Studies have reported that there is more anterior knee pain and poor clinical outcomes
after TKA without patellar resurfacing in patients with severe PF OA.[4 ]
[5 ] However, Studies have revealed that the severity of PF OA is not related to worse
clinical and radiographic outcomes and that patellar resurfacing could not improve
clinical outcomes in patients with severe PF OA.[7 ]

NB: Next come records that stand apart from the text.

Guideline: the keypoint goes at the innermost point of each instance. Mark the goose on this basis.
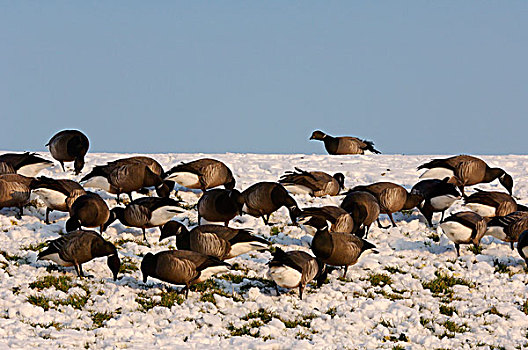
(215, 240)
(314, 183)
(263, 198)
(124, 176)
(88, 210)
(464, 171)
(344, 144)
(364, 209)
(80, 246)
(69, 146)
(340, 220)
(218, 205)
(295, 269)
(181, 267)
(464, 228)
(508, 228)
(202, 174)
(145, 213)
(26, 164)
(15, 191)
(492, 203)
(57, 194)
(391, 198)
(438, 196)
(337, 248)
(522, 246)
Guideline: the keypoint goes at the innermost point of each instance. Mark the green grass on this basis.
(62, 283)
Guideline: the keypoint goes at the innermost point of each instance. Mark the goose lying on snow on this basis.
(78, 247)
(215, 240)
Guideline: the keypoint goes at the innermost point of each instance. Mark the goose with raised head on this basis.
(491, 203)
(146, 212)
(465, 171)
(88, 210)
(263, 198)
(295, 269)
(339, 219)
(219, 241)
(26, 164)
(181, 267)
(508, 228)
(364, 209)
(15, 191)
(464, 228)
(78, 247)
(69, 146)
(314, 183)
(391, 198)
(438, 195)
(218, 205)
(57, 194)
(202, 174)
(124, 176)
(344, 144)
(337, 248)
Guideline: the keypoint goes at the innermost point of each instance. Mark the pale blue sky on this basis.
(436, 77)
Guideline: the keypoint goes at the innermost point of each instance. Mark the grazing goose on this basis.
(69, 146)
(88, 210)
(344, 144)
(145, 213)
(219, 205)
(465, 171)
(15, 191)
(391, 197)
(522, 246)
(57, 194)
(80, 246)
(364, 209)
(202, 174)
(27, 164)
(314, 183)
(124, 176)
(295, 269)
(181, 267)
(337, 248)
(464, 228)
(491, 203)
(438, 196)
(215, 240)
(340, 220)
(263, 198)
(508, 228)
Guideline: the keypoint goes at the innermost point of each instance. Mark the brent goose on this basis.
(295, 269)
(69, 146)
(314, 183)
(464, 171)
(219, 241)
(77, 247)
(344, 144)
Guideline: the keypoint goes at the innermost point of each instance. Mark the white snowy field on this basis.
(414, 294)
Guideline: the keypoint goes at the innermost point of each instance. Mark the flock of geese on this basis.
(339, 233)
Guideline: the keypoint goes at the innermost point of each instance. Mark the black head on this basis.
(114, 264)
(340, 179)
(317, 135)
(507, 181)
(72, 225)
(148, 266)
(172, 228)
(78, 164)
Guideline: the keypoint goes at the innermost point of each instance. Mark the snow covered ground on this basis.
(414, 294)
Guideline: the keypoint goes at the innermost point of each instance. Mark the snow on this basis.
(345, 313)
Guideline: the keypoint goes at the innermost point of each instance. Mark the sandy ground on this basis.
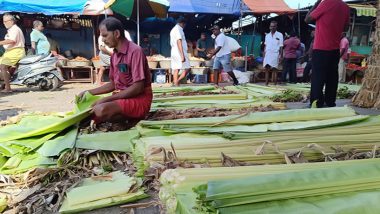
(31, 99)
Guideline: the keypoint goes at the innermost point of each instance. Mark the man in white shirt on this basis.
(179, 57)
(222, 55)
(274, 42)
(14, 45)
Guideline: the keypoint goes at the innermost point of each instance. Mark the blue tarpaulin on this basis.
(206, 6)
(47, 7)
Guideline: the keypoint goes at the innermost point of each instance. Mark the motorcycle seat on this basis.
(31, 59)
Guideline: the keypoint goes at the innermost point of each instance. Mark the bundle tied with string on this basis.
(369, 94)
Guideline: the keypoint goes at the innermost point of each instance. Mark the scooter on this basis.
(38, 70)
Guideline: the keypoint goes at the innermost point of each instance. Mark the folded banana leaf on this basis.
(3, 203)
(101, 191)
(84, 103)
(111, 141)
(54, 147)
(27, 162)
(3, 160)
(41, 125)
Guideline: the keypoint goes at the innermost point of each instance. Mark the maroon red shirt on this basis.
(331, 17)
(291, 46)
(128, 66)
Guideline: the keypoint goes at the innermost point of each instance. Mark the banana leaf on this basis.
(54, 147)
(3, 160)
(256, 118)
(352, 203)
(286, 126)
(112, 141)
(40, 125)
(106, 202)
(103, 191)
(32, 143)
(3, 203)
(86, 102)
(29, 162)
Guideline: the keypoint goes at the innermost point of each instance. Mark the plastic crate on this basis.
(159, 76)
(200, 78)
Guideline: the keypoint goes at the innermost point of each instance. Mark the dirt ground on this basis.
(32, 99)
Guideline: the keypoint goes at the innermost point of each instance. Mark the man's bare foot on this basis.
(6, 91)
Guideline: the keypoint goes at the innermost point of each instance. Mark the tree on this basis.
(369, 94)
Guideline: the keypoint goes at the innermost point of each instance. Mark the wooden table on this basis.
(167, 71)
(69, 73)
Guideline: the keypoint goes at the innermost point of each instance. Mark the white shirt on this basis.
(221, 41)
(176, 58)
(274, 42)
(15, 34)
(175, 34)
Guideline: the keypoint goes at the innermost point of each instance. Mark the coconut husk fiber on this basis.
(369, 94)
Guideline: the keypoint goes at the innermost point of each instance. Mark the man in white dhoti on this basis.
(274, 41)
(179, 57)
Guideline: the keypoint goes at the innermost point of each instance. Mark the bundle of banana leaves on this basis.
(313, 187)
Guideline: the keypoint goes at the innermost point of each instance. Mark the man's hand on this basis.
(80, 95)
(100, 101)
(103, 49)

[10 ] In our study, the stiffness subscale of the WOMAC index score was statistically
worse in the high uptake group on SPECT/CT. These findings seem to concur with previous
reports. However, the MCID for stiffness was 8 after the score was translated into
a percentage.[28 ]
[30 ] The difference between the two groups in our study (0.5) could be translated into
6.5 according to the aforementioned method. This suggested that although the difference
in the stiffness subscale score was statistically meaningful, it did not reach any
clinically meaningful difference. Therefore, there was no clinically meaningful outcome
difference according to the severity of PF OA even evaluated by SPECT/CT.

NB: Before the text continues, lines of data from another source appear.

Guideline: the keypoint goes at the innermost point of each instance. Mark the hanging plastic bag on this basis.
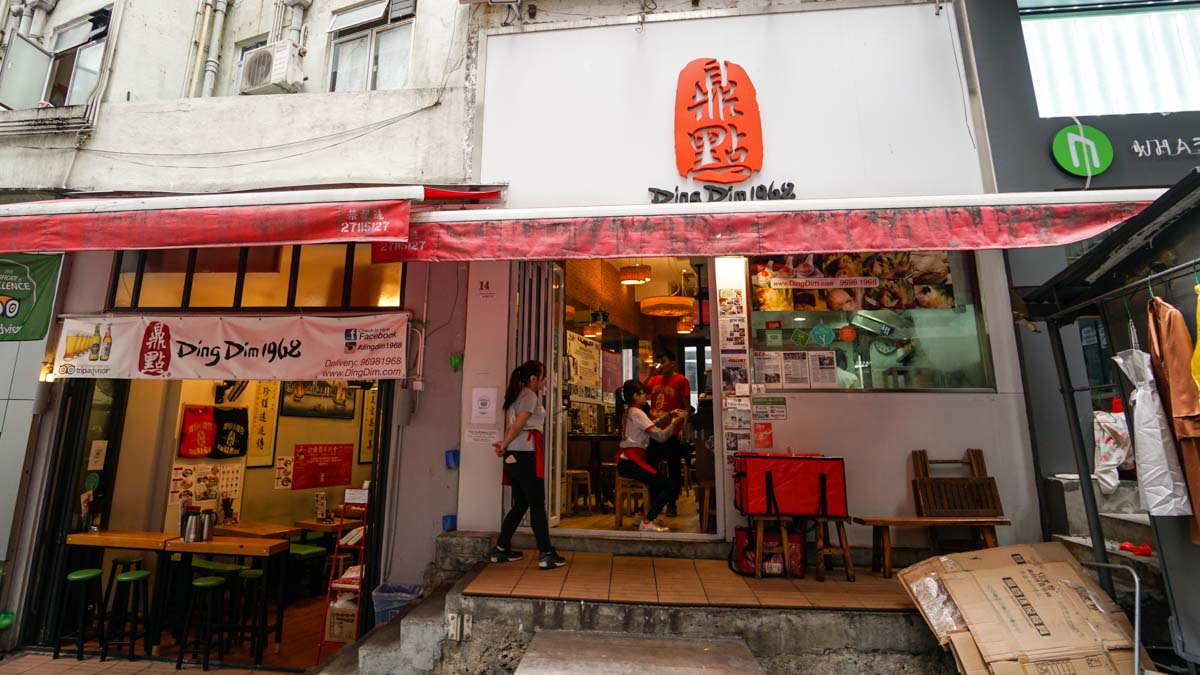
(1159, 477)
(1113, 449)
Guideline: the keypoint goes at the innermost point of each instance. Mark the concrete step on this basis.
(1133, 527)
(411, 643)
(781, 640)
(553, 652)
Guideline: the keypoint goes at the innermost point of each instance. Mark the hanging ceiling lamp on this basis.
(678, 304)
(635, 275)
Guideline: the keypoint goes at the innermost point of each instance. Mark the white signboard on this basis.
(201, 347)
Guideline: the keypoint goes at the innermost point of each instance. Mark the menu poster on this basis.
(736, 419)
(262, 425)
(823, 370)
(735, 375)
(731, 302)
(197, 434)
(733, 334)
(367, 430)
(737, 442)
(796, 370)
(322, 465)
(283, 472)
(763, 435)
(768, 369)
(774, 408)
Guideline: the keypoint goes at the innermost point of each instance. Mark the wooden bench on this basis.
(881, 532)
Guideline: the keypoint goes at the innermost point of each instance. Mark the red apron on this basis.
(539, 449)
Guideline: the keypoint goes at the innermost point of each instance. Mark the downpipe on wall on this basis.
(214, 60)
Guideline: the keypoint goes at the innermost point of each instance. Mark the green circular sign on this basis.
(822, 335)
(1081, 150)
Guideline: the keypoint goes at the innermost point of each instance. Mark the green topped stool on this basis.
(131, 609)
(84, 584)
(208, 595)
(119, 566)
(309, 560)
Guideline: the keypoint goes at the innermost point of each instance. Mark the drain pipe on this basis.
(198, 66)
(214, 60)
(297, 23)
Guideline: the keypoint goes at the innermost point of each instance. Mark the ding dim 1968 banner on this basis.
(286, 347)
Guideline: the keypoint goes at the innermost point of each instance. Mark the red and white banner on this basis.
(550, 234)
(233, 347)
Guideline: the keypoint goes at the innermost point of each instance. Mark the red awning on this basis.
(966, 222)
(244, 219)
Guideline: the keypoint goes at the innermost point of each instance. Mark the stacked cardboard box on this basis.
(1021, 610)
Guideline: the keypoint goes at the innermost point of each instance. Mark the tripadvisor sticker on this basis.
(27, 294)
(1081, 150)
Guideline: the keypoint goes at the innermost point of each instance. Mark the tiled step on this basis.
(562, 651)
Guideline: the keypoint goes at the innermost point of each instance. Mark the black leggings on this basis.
(528, 494)
(663, 490)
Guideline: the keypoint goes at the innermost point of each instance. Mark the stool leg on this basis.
(886, 544)
(845, 551)
(822, 533)
(757, 549)
(187, 625)
(787, 549)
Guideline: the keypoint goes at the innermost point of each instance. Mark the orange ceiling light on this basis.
(635, 275)
(669, 305)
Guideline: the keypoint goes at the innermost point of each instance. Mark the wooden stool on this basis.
(823, 550)
(706, 499)
(760, 523)
(629, 489)
(576, 478)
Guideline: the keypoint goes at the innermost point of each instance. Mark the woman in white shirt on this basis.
(522, 451)
(639, 429)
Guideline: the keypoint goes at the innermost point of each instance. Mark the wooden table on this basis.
(881, 532)
(274, 551)
(126, 539)
(335, 525)
(257, 529)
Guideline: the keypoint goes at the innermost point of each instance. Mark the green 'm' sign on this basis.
(27, 294)
(1081, 150)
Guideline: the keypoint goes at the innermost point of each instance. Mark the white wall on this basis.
(855, 103)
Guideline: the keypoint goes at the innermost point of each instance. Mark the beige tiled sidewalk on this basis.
(682, 581)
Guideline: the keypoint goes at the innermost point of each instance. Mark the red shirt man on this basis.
(670, 390)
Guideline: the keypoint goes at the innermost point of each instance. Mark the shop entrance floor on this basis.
(681, 581)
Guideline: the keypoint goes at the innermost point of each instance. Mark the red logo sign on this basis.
(718, 127)
(154, 359)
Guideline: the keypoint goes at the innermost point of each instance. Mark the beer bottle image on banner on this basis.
(106, 347)
(94, 353)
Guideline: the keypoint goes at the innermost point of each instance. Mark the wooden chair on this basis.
(629, 490)
(577, 479)
(972, 496)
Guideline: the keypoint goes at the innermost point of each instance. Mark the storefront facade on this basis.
(851, 131)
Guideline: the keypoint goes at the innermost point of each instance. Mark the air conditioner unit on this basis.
(273, 69)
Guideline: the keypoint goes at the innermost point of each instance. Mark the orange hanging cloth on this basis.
(1173, 357)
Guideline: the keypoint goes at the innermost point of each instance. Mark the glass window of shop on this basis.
(312, 276)
(889, 321)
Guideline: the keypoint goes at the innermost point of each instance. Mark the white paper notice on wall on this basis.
(483, 405)
(481, 436)
(97, 455)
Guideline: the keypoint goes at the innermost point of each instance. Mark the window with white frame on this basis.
(64, 75)
(1115, 60)
(371, 48)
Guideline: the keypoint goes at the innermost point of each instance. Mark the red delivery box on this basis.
(790, 484)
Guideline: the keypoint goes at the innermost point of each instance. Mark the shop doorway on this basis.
(131, 454)
(595, 328)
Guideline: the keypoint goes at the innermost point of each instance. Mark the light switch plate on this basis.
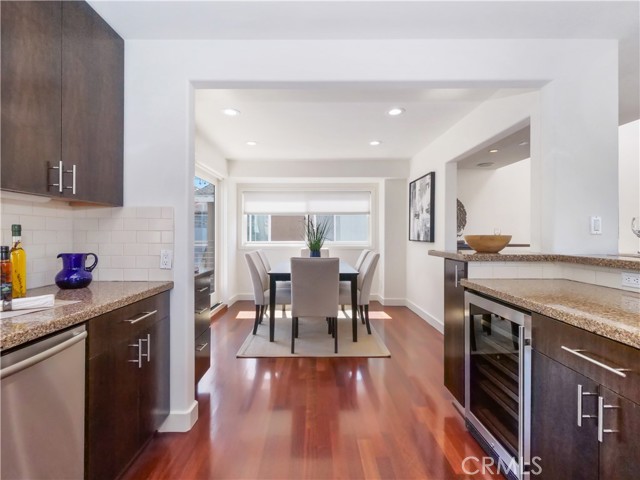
(166, 259)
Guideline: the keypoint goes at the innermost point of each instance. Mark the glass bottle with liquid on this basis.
(18, 263)
(5, 278)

Several limitations should be considered in our study. First, the study was designed
retrospectively and the proportion of females was higher than males. Therefore, the
same results may not apply to populations with different sex proportions. However,
in Asians, it is well known that OA is more frequent in women, and even in Westerners,
it is known that there are more knee OAs in women.[31 ]
[32 ]
[33 ] Thus, the author believes that our research can provide valuable information to
readers. Second, methods to evaluate the clinical outcome of the PF joint have not
been established.[34 ] Therefore, if we used another score system, the study had the possibility to show
different results. Fourth, PF outcomes might be influenced not only by the patella,
but also the anterior portion of the distal femur. As the anterior portion of the
distal femur was resurfaced during TKA, the effect of the PF compartment might be
decreased. Additionally, we did not leave the patella alone, but did several procedures
such as resection of the peripheral osteophyte, patelloplasty, peripatellar neurectomy,
and partial lateral facetectomy with lateral peripatellar soft tissue release. These
procedures might positively affect the PF compartment. Fifth, although the stiffness
subscale score did not reach any clinical meaningful difference at 2-year follow-up
study, it reached the statistical difference at 2 years after surgery which did not
observed in 1 year after surgery. It is possible that longer follow-up may be associated
with additional outcome degradation. Finally, our findings were made among the patient
who did not have patellar resurfacing. If the PF compartment with high uptake on SPECT/CT
was performed with patellar resurfacing, the clinical outcome could have been different.
Conclusion
Visual assessment of the degree of cartilage degeneration underneath the patella and
preoperative SPECT/CT evaluations of the PF joint were not predictive of early postoperative
clinical outcome after TKA performed without patellar resurfacing.